And a big reason for that is that an increasing number of companies are making a higher quality mock meat and they're coming up with a variety of styles and flavors.

According to statistics, there were 110 mock meat products added to grocery stores in 2010 and 2011, and in 2011 alone, sales for meat alternatives reached the $267 million mark, according to the company IRI.

Not just here 

The meatless trend isn't just growing here in the United States. It's growing in other parts of the world too.

According to research conducted by the mock meat company Quorn, 69% of households in the UK have no problem eating a meatless meal, mainly because these meals are perceived to be healthier.

"Historically our audience has been a vegetarian one that eats meat-free and adds Quorn in to their diet," said Chris Wragg, Quorn's marketing director. "But increasingly we are seeing weight managers or slimmers, and healthy eaters."

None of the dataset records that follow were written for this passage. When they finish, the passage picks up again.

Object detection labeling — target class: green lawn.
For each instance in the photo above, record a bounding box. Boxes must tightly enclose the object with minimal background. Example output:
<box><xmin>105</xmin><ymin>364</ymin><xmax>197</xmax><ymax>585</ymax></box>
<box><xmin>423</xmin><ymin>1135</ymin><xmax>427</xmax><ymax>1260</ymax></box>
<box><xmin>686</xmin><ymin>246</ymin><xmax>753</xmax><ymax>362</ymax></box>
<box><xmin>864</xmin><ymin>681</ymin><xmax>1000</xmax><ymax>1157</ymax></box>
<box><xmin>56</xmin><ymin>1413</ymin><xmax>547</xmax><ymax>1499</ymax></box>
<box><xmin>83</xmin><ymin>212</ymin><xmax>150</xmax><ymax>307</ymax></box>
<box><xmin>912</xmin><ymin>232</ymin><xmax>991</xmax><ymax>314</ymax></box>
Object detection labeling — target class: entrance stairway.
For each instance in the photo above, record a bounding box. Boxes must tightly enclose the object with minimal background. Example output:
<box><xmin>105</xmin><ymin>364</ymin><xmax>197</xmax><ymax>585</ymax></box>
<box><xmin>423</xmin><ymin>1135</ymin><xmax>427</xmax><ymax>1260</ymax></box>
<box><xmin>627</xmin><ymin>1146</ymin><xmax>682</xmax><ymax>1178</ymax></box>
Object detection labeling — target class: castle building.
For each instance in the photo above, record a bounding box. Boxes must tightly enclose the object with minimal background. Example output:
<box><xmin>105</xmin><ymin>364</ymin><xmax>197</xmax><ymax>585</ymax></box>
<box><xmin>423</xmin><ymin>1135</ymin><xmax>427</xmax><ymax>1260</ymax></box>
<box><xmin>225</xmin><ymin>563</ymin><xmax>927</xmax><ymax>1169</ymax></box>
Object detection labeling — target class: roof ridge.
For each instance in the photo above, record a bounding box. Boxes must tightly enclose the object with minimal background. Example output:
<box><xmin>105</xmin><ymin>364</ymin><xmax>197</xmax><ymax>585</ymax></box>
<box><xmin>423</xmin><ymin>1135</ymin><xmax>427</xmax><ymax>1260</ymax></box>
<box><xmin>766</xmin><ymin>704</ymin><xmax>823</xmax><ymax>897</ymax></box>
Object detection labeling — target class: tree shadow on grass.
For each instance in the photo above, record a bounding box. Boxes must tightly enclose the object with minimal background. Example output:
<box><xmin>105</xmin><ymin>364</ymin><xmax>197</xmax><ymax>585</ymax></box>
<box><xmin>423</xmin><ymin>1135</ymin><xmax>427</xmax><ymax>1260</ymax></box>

Mark Bittman, food and cooking writer for The New York Times, said he went partially vegetarian because of health reasons. And this was after his doctor told him to cut out meat entirely.

Being a staunch meat eater, Bittman refused to go completely meatless, so instead, he ate meat only after 6 p.m. He didn't mention eating mock meat, but he said going partially vegetarian really worked for him.

"I decided to do this sort of vegan til 6 plan," Bittman wrote. "I didn't have huge thoughts or plans about it. I just thought it was worth a try. Within three or four months, I lost 35 pounds, my blood sugar was normal, cholesterol levels were again normal and my sleep apnea indeed went away."

"All these good things happened, and it wasn't as if I was suffering so I stayed with it. I have not eliminated anything completely from my diet," Bittman wrote.

Healthier than real meat

Mintel's research shows that 51% of meat eaters who eat fake meat believe it's healthier than real meat, and 31% say they do it because they're trying to lower their meat intake. Plus, another 31% say they eat the fake stuff because they like the taste.

But not everyone is willing to give up meat. Not even partially.

Research shows that 67% of people still prefer real meat over fake and 34% say they don't like the taste of mock meat at all. In addition, about 20% of people said they don't care for the texture of alternative meat.

But despite that, Bloom says it's currently a good time for people who don't eat meat and for people who just want to eat less of it. 

"While meat alternatives have the potential to meet a range of consumer needs, targeted health positioning has the potential to attract the specific attention of consumers," she says.

"While, at one time, products in the category were seen as a substitute for meat consumption, the expansion of formats and flavors has allowed the category to grow beyond one of necessity to become one of desire."

"Product manufacturers and marketers have a chance to come out from behind the veil of substitute and stake a claim as a food option that stands on its own," said Bloom."